How Michigan’s Tawas Point Lighthouse Ended Up In The Middle of Its Peninsula
There are so many lighthouses I still have yet to discover in the Great Lakes and one of them is a VERY peculiar site and has an even stranger story. Tawas Point Lighthouse is located in the Tawas Point State Park off Tawas Bay in Lake Huron in Baldwin Township in Northern Michigan, and when it was built in 1877, rested on the edge of the point looking over the lake. But at some point a strange thing started to happen. The lighthouse began to almost recede into the peninsula, as it appeared more land grew onto the point. Now of course, land doesn't just "grow" like a tree, so how did this happen?

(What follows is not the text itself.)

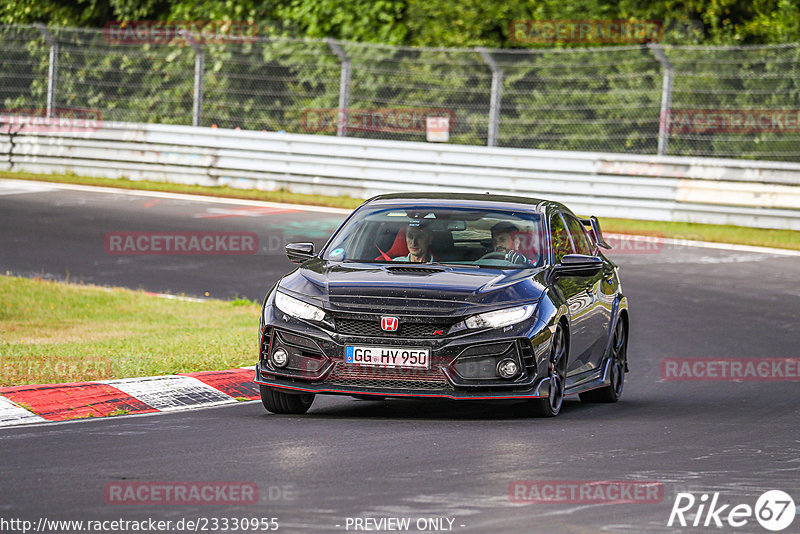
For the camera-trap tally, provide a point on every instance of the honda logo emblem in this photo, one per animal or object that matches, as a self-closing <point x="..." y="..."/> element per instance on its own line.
<point x="389" y="324"/>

Once on the edge of the point, it now lies over a mile from the tip of the point since it was completed in 1the 1800's. It turns out there IS a scientific explanation for how this is even possible, called Accretion:
By definition, Accretion is: the process of growth or increase, typically by the gradual accumulation of additional layers or matter. So you can see how a build up of sand and dirt could extend something like a peninsula. It's just really impressive how this area has added on a mile of land in only 145 years.
It just goes to show that given enough time, the state continues to take shape and add new beauty. I guess we can be happy the land didn't disappear and had lost the lighthouse to the lake.